Brothers and sisters, in today’s Gospel Jesus gives us a THEOLOGY for Good Friday—it is that He, the Son of God made flesh, will give His life for us to glorify His Father and to REVEAL the greatest love the world has ever known.  And what is the FRUIT of this love: LISTEN.  “When I am lifted up from the earth, I will draw everyone to myself.”  That is, WHEN JESUS REVEALS the FULLNESS of GOD on the CROSS, every HUMAN HEART will awaken and be drawn to this LOVE.

This is the meaning of our first reading from Jeremiah: God is making a new covenant... In the former covenant God has to show us to be our Master, but in the NEW and ETERNAL covenant, God “places His law within us and writes it upon our hearts.”  The Lord says about His CROSS: “All, from least to greatest, shall know me, says the LORD, for I will forgive their evildoing and remember their sin no more.”

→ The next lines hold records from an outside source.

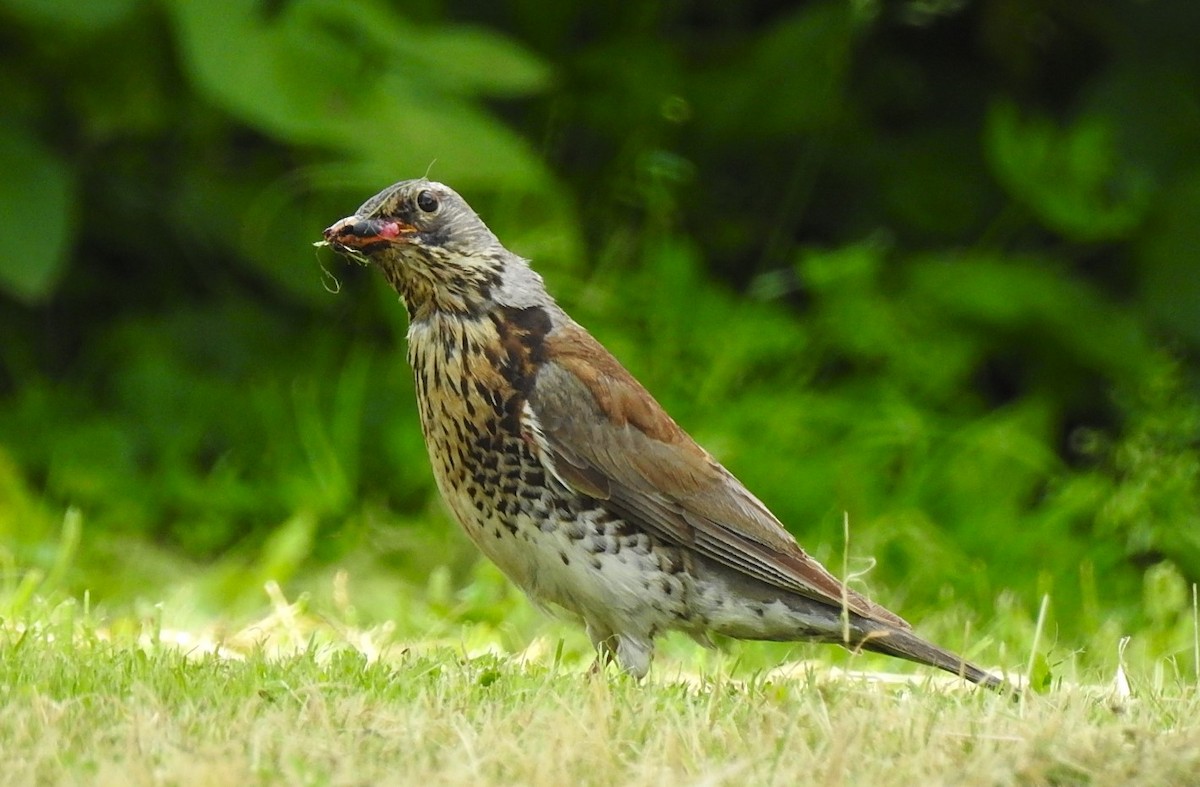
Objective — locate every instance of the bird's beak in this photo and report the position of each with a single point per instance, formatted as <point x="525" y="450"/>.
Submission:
<point x="365" y="235"/>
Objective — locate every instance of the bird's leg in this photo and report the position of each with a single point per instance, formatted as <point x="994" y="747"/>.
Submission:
<point x="605" y="643"/>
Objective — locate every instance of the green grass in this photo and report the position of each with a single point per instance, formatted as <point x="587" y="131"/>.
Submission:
<point x="300" y="698"/>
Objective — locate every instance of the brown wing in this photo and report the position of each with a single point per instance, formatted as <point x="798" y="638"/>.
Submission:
<point x="607" y="438"/>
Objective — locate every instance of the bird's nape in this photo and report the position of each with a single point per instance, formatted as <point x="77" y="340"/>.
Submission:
<point x="568" y="474"/>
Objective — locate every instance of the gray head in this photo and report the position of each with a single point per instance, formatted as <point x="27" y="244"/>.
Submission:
<point x="436" y="251"/>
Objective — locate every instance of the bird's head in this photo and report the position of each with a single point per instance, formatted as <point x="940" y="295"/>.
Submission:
<point x="430" y="244"/>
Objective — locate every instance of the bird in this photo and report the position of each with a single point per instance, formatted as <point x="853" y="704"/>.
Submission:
<point x="567" y="473"/>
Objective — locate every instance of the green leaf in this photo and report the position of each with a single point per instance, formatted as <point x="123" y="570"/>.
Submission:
<point x="1069" y="178"/>
<point x="69" y="14"/>
<point x="37" y="200"/>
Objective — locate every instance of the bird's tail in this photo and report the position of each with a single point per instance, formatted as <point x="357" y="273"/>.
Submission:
<point x="905" y="644"/>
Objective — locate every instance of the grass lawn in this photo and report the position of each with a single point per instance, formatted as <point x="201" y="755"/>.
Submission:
<point x="87" y="701"/>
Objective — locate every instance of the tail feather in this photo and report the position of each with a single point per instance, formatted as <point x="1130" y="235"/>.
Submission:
<point x="905" y="644"/>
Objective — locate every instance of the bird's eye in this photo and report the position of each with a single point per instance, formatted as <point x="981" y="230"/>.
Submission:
<point x="427" y="202"/>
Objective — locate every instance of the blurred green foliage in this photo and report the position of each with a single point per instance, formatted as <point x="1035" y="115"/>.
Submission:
<point x="928" y="263"/>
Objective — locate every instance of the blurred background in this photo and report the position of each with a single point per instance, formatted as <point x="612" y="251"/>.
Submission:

Jesus is the Good Shepherd who climbs the wood of the cross in order to call all His scattered SHEEP to Himself and to lead them to the Father.

WHAT must we do in reply?

Let us LOOK at the CROSS and consider the love of Christ for us.  As our shepherd Jesus asks for the obedience of our hearts.  Jesus never asks anything of us that He has not ALREADY DONE Himself.  He calls us from the CROSS to give of our lives in LOVE.  And if we love as He has loved, we will come to understand from experience that death is NOT the end—beyond the CROSS the Savior leads us to the Resurrection.